Lysets (Лисець; Łysiec) is a rural settlement in Ivano-Frankivsk Raion, Ivano-Frankivsk Oblast, Ukraine, located 10 km from the administrative center of the oblast, Ivano-Frankivsk. It hosts the administration of Lysets settlement hromada, one of the hromadas of Ukraine. Population:

==History==
Łysiec, as it was known in Polish, formed part of the Kingdom of Poland until the First Partition of Poland in 1772, when it was annexed by Austria. Łysiec was home to one of the communities of Armenians in Poland.

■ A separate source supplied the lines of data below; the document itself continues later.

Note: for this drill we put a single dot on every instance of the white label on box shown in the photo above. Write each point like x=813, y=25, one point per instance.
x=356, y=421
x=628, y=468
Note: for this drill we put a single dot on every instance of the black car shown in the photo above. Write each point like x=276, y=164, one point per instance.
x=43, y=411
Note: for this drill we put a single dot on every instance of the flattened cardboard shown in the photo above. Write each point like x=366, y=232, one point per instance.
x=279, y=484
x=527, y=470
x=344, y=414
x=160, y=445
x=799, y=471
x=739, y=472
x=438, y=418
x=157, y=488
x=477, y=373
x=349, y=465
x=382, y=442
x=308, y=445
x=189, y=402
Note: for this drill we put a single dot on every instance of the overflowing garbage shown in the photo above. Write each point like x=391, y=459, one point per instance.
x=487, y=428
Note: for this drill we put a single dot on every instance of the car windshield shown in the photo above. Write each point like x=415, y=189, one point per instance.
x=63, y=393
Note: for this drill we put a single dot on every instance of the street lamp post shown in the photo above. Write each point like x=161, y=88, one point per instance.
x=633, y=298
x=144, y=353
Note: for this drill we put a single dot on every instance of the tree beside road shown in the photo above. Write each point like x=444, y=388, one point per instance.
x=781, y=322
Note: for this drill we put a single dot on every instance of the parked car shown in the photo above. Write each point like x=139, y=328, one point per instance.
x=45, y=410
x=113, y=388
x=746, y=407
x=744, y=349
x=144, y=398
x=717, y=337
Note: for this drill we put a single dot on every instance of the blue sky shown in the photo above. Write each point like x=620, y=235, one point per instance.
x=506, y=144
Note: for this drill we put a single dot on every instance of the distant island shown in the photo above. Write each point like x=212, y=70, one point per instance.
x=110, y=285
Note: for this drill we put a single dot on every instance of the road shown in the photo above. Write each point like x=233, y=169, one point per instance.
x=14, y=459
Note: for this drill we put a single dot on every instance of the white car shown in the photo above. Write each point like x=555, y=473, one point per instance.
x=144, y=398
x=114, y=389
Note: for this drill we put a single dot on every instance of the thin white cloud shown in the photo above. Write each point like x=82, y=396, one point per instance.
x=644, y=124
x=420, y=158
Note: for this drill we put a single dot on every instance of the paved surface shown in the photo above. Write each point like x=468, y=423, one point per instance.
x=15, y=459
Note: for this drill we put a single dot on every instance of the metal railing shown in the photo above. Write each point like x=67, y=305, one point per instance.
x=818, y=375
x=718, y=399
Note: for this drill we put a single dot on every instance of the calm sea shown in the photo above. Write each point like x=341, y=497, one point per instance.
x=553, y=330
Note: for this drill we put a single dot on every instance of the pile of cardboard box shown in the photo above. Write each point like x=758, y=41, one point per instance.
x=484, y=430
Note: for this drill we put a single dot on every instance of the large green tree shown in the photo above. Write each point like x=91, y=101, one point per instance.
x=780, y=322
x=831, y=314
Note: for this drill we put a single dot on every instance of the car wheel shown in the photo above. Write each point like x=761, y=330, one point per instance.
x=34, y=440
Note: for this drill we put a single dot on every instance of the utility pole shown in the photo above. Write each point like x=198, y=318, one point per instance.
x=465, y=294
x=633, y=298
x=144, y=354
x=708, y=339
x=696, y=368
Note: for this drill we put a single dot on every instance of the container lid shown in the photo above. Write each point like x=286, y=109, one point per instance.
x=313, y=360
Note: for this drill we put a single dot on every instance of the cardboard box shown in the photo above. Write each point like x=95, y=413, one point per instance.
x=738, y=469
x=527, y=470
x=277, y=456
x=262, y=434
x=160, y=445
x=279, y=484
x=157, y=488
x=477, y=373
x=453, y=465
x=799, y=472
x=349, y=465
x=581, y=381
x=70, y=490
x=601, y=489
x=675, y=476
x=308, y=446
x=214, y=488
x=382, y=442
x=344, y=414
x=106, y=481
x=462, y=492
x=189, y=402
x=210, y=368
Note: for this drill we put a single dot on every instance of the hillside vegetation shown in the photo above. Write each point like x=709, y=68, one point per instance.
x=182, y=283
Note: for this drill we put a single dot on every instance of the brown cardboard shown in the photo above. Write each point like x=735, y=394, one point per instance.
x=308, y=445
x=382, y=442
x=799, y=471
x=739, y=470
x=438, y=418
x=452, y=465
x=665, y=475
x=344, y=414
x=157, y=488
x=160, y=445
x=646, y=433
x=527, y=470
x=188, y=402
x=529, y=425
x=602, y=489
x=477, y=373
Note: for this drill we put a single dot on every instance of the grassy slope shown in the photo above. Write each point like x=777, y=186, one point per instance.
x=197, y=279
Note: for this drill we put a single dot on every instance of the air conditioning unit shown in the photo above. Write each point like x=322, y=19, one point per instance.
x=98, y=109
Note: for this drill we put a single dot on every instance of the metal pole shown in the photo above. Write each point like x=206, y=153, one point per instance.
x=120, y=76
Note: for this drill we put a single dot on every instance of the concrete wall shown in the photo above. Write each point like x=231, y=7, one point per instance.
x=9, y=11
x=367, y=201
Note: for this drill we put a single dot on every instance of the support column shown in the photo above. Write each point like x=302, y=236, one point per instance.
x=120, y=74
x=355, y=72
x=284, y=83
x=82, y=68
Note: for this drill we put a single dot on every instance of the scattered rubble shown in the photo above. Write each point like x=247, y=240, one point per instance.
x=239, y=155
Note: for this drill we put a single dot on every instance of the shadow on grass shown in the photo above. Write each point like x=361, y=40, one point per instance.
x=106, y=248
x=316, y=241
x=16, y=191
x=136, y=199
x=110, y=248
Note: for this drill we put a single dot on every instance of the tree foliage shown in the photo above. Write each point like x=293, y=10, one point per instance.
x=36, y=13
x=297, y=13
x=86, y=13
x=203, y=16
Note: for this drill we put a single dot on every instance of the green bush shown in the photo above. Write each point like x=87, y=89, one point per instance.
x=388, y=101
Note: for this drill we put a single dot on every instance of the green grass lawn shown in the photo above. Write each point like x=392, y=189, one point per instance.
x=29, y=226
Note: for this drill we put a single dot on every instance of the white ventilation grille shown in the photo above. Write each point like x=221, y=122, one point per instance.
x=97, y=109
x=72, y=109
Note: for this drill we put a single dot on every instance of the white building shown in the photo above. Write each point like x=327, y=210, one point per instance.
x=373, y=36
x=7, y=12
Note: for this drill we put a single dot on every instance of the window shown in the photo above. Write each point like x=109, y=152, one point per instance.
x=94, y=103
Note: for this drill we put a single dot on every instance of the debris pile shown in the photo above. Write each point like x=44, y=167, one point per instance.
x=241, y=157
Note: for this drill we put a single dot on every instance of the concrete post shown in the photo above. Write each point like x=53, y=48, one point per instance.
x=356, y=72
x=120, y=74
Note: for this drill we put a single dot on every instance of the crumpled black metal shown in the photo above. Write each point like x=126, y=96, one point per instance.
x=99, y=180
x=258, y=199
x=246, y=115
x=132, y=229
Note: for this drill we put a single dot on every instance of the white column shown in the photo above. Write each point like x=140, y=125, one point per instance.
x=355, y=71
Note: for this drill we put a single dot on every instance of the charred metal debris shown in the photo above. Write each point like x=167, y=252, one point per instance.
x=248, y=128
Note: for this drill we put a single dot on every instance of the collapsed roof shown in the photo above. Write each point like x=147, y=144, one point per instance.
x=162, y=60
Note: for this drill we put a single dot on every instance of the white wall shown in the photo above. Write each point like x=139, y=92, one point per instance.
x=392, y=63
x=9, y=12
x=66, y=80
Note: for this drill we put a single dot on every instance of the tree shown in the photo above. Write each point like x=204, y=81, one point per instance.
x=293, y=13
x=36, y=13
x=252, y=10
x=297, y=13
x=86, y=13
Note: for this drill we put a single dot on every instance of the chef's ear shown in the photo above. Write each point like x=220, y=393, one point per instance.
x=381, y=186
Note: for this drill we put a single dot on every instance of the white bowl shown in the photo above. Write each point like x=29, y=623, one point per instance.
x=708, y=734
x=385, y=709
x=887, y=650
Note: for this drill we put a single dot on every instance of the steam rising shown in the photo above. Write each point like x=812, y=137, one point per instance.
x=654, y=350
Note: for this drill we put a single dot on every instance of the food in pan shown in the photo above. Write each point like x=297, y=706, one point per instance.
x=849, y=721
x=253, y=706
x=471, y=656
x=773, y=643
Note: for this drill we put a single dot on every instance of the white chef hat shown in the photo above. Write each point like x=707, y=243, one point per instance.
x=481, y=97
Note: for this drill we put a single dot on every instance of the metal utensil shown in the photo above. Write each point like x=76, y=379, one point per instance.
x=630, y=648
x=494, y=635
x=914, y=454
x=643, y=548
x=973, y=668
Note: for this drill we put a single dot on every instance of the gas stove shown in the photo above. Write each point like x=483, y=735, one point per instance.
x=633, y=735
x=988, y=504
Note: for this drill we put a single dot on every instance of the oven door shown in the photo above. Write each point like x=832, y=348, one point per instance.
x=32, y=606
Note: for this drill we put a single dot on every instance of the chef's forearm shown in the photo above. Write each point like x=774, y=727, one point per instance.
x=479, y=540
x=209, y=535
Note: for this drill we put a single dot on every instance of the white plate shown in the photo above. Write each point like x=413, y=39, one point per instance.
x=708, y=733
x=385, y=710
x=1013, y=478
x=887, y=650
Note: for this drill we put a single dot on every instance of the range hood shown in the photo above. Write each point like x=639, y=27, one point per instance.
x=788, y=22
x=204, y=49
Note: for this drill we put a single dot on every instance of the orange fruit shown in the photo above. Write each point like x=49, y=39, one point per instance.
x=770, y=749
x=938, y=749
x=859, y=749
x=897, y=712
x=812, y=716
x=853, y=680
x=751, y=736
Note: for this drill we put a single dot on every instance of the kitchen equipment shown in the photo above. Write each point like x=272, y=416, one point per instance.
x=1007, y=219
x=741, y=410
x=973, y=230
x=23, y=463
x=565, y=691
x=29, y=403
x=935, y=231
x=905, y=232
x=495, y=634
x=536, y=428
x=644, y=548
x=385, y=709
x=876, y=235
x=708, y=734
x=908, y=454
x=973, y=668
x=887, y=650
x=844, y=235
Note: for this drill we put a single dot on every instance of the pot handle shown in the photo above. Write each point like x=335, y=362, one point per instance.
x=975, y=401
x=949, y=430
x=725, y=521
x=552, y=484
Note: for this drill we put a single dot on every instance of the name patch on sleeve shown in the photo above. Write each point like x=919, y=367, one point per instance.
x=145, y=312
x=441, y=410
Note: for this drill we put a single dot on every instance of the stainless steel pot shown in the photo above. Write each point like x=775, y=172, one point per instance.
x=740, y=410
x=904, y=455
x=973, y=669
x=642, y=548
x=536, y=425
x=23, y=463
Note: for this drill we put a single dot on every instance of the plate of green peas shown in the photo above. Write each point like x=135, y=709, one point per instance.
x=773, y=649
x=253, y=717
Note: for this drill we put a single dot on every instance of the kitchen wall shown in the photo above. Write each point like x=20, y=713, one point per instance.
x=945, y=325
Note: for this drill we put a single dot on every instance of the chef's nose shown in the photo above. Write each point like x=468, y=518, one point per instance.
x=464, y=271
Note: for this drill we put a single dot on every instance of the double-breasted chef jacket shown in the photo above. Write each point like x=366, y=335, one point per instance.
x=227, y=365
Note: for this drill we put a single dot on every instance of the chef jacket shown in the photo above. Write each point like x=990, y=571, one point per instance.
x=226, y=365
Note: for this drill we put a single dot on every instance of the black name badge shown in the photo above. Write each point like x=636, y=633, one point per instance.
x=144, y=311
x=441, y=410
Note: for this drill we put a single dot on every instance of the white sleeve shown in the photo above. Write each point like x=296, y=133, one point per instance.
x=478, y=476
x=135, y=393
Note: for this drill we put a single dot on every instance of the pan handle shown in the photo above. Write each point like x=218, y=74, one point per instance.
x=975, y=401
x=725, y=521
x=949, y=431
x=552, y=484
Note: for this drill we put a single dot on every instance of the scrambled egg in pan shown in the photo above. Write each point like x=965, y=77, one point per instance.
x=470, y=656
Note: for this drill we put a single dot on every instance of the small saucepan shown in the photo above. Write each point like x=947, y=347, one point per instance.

Following the joint German-Soviet invasion of Poland, which started World War II in September 1939, the town was occupied by the Soviets until 1941, then by Germany until 1944, and then re-occupied by the Soviets in 1944, and eventually annexed from Poland in 1945.

Until 18 July 2020, Lysets belonged to Tysmenytsia Raion. The raion was abolished in July 2020 as part of the administrative reform of Ukraine, which reduced the number of raions of Ivano-Frankivsk Oblast to six. The area of Tysmenytsia Raion was merged into Ivano-Frankivsk Raion.

Until 26 January 2024, Lysets was designated urban-type settlement. On this day, a new law entered into force which abolished this status, and Lysets became a rural settlement.